We study the memory requirements of Nash equilibria in turn-based multiplayer games on possibly infinite graphs with reachability, safety, shortest-path, Büchi and co-Büchi objectives. We present constructions for finite-memory Nash equilibria in these games that apply to arbitrary game graphs, bypassing the finite-arena requirement that is central in existing approaches.
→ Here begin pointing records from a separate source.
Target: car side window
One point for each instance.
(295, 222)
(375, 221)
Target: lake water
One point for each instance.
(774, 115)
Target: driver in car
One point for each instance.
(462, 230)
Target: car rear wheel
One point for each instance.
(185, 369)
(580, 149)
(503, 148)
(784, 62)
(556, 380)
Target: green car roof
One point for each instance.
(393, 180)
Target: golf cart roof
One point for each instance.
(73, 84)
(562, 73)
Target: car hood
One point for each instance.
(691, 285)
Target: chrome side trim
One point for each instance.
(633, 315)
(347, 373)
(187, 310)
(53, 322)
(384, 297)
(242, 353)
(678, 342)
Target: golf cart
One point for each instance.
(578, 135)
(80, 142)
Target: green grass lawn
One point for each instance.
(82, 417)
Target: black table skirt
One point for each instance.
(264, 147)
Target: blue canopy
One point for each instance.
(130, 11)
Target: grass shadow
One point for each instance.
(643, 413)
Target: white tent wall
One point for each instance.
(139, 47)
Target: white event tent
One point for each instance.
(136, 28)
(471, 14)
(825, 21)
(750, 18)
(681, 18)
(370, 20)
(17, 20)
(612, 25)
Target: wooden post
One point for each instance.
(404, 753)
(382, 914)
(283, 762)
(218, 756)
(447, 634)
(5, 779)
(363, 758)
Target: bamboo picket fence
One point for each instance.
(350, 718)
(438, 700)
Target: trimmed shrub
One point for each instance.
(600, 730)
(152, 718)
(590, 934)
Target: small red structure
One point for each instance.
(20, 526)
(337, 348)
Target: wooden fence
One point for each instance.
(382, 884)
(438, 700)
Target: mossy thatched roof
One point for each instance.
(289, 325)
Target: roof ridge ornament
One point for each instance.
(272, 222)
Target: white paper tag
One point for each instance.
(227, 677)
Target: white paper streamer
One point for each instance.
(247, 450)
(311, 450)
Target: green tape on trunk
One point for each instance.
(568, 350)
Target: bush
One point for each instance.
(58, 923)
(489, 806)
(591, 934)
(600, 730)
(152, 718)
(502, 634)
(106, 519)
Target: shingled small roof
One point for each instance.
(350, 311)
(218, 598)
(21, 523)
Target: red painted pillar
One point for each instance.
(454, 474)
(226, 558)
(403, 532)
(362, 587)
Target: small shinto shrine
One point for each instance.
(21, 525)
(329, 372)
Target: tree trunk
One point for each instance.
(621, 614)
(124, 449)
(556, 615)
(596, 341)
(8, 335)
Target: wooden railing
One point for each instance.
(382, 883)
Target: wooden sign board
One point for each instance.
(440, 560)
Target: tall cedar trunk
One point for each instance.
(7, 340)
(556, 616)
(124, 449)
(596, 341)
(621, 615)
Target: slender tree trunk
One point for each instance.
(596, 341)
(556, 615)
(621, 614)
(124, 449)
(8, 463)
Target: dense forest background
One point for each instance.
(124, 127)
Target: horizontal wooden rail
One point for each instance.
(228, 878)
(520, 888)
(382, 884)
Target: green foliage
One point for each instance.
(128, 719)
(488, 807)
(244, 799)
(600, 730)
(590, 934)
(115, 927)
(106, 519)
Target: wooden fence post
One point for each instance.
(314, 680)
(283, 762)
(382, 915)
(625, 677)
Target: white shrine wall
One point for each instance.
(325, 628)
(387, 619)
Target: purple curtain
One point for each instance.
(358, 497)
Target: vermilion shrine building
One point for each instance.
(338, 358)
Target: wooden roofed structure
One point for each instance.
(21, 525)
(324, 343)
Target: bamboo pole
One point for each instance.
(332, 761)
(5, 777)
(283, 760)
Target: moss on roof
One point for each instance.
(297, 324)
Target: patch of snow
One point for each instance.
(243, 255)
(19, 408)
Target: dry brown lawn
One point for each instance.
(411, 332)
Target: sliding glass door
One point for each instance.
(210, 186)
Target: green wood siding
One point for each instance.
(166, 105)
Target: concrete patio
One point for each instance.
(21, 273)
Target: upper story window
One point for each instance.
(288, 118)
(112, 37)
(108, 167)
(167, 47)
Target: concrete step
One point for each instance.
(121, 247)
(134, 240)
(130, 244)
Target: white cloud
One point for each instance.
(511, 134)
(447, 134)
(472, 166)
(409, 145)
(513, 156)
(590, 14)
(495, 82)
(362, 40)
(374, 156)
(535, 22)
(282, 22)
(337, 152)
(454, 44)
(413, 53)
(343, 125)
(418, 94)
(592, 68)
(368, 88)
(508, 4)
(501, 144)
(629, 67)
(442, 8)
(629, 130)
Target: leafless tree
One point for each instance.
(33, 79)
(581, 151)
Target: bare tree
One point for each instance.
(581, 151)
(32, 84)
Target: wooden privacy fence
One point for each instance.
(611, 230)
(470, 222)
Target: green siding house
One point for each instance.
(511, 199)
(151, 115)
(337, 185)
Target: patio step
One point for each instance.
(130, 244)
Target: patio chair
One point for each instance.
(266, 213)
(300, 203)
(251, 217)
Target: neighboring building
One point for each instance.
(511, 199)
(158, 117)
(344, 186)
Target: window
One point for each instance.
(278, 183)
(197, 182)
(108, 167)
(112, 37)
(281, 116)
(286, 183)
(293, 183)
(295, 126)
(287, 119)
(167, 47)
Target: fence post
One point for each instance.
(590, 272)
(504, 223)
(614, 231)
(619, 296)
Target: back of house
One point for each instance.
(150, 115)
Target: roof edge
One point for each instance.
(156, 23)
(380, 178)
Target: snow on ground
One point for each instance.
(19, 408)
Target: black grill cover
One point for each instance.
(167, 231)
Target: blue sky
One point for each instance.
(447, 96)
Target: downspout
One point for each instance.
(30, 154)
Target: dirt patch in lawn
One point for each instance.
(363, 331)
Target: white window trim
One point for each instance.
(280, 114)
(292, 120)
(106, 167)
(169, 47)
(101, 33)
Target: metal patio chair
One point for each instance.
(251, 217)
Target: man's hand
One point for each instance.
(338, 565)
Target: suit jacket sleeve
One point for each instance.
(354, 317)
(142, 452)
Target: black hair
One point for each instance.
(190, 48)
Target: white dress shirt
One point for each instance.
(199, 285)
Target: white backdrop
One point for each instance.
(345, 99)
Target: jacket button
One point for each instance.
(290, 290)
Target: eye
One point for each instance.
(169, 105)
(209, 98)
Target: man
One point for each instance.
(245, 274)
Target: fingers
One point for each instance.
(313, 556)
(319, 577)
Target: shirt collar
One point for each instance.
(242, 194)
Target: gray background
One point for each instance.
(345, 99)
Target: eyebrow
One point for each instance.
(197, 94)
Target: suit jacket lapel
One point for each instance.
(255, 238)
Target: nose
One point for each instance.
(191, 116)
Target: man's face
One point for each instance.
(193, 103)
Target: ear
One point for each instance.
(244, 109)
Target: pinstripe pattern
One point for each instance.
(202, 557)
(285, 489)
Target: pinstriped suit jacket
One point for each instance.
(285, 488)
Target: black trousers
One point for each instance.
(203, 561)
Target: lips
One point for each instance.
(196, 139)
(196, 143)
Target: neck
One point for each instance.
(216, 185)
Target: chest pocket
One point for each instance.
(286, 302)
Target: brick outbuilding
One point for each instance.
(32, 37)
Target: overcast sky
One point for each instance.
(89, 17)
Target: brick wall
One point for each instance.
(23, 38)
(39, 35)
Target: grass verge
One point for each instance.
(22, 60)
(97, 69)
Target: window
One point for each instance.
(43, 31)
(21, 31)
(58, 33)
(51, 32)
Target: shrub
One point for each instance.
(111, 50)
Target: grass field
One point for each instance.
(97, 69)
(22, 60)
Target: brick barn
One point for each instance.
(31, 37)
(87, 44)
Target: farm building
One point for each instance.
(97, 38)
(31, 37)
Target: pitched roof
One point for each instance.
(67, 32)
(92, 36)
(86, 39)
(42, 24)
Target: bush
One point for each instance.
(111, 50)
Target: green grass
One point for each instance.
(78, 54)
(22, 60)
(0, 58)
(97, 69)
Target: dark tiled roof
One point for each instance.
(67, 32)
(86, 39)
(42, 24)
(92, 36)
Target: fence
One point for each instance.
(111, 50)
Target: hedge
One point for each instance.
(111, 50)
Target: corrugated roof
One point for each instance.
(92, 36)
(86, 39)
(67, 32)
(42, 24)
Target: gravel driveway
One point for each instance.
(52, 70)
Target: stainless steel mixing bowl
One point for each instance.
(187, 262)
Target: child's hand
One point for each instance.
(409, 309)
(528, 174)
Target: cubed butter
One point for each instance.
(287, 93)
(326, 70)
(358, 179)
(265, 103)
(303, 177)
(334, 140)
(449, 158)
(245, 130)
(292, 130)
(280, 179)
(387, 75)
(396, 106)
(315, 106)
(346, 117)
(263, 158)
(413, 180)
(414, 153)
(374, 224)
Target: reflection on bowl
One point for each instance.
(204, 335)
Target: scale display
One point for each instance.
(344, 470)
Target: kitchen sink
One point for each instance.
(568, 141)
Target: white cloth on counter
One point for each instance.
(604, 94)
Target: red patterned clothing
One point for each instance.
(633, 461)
We show that, for these five types of games, from any Nash equilibrium, we can derive another Nash equilibrium where all strategies are finite-memory such that all objectives satisfied by the outcome of the original equilibrium also are by the outcome of the derived equilibrium, without increasing costs for shortest-path games. Furthermore, we provide memory bounds that are independent of the size of the game graph for reachability, safety and shortest-path games. These bounds depend only on the number of players. To the best of our knowledge, we provide the first results pertaining to finite-memory constrained Nash equilibria in infinite arenas and the first arena-independent memory bounds for Nash equilibria.

翻译：本文研究了在可能无限的图上进行的回合制多人博弈中，纳什均衡对记忆的需求，这些博弈的目标包括可达性、安全性、最短路径、Büchi 和 co-Büchi 目标。我们针对这些博弈提出了有限记忆纳什均衡的构造方法，这些方法适用于任意博弈图，绕过了现有方法中核心的有限竞技场要求。我们证明，对于这五类博弈，从任意一个纳什均衡出发，我们都可以推导出另一个纳什均衡，其中所有策略都是有限记忆的，并且原均衡结果所满足的所有目标，在推导出的均衡结果中同样得到满足，同时对于最短路径博弈不会增加成本。此外，我们为可达性、安全性和最短路径博弈提供了与博弈图规模无关的记忆界限。这些界限仅取决于玩家的数量。据我们所知，我们首次给出了无限竞技场中有限记忆约束纳什均衡的相关结果，以及纳什均衡的首个与竞技场无关的记忆界限。